"Why don't we just learn the hyper parameters?"
It's a great question! I'll try to provide a more general answer. The TL;DR answer is that you can definitely learn hyperparameters, just not from the same data. Read on for a slightly more detailed reply.
A hyperparameter typically corresponds to a setting of the learning algorithm, rather than one of its parameters. In the context of deep learning, for example, this is exemplified by the difference between something like the number of neurons in a particular layer (a hyperparameter) and the weight of a particular edge (a regular, learnable parameter).
Why is there a difference in the first place? The typical case for making a parameter a hyperparameter is that it is just not appropriate to learn that parameter from the training set. For example, since it's always easier to lower the training error by adding more neurons, making the number of neurons in a layer a regular parameter would always encourage very large networks, which is something we know for a fact is not always desirable (because of overfitting).
To your question, it's not that we don't learn the hyper-parameters at all. Setting aside the computational challenges for a minute, it's very much possible to learn good values for the hyperparameters, and there are even cases where this is imperative for good performance; all the discussion in the first paragraph suggests is that by definition, you can't use the same data for this task.
Using another split of the data (thus creating three disjoint parts: the training set, the validation set, and the test set, what you could do in theory is the following nested-optimization procedure: in the outer-loop, you try to find the values for the hyperparameters that minimize the validation loss; and in the inner-loop, you try to find the values for the regular parameters that minimize the training loss.
This is possible in theory, but very expensive computationally: every step of the outer loop requires solving (till completion, or somewhere close to that) the inner-loop, which is typically computationally-heavy. What further complicates things is that the outer-problem is not easy: for one, the search space is very big.

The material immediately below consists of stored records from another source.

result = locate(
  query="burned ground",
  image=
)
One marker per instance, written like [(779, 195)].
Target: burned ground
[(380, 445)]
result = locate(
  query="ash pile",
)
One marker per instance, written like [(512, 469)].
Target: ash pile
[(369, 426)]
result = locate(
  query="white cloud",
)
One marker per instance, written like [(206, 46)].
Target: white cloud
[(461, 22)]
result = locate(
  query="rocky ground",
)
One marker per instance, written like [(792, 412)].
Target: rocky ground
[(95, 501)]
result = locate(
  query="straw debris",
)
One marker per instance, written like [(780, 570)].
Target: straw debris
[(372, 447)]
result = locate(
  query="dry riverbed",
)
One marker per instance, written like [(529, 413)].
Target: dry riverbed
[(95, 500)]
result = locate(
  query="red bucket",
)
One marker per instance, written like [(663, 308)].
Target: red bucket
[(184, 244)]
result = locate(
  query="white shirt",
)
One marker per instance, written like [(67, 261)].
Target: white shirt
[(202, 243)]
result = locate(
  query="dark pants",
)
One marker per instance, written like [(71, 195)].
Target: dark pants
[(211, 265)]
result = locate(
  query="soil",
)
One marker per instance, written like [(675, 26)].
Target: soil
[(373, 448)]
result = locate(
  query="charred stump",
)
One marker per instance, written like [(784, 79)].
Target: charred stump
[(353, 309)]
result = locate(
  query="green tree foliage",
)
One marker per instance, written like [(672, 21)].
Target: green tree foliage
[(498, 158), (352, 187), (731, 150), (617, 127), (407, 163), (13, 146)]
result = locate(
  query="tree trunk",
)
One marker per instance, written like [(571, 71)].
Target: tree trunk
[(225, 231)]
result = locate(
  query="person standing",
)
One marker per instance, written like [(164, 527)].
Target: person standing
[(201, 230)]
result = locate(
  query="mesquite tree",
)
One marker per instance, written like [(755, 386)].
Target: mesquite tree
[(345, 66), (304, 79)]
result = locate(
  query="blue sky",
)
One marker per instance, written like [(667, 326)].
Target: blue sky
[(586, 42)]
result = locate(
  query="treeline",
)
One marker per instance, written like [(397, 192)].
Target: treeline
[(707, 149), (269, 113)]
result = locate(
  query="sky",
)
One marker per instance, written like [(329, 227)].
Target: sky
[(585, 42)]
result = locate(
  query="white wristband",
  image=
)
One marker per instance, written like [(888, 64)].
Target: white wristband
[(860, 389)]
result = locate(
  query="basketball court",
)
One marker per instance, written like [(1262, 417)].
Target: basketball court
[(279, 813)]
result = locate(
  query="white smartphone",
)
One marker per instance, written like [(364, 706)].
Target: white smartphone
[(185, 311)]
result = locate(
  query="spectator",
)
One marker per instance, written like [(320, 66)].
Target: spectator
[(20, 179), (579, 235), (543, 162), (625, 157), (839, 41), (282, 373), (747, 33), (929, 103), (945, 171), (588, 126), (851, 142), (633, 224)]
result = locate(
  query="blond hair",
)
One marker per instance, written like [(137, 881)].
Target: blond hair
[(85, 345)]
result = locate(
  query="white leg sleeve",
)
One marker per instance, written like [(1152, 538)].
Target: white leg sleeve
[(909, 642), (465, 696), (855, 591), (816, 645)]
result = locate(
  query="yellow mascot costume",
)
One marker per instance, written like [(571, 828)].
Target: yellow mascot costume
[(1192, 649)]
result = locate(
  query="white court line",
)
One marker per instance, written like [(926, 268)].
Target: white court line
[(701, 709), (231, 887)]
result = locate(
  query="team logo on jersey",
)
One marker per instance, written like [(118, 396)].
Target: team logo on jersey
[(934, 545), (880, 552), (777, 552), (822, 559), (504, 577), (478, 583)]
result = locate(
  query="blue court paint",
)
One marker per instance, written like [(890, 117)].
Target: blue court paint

There are many approaches to overcome this by simplifying the setup above (grid search, random search or model-based hyper-parameter optimization), but explaining these is well beyond the scope of your question. As the article you've referenced also demonstrates, the fact that this is a costly procedure often means that researchers simply skip it altogether, or try very few setting manually, eventually settling on the best one (again, according to the validation set). To your original question though, I argue that - while very simplistic and contrived - this is still a form of "learning".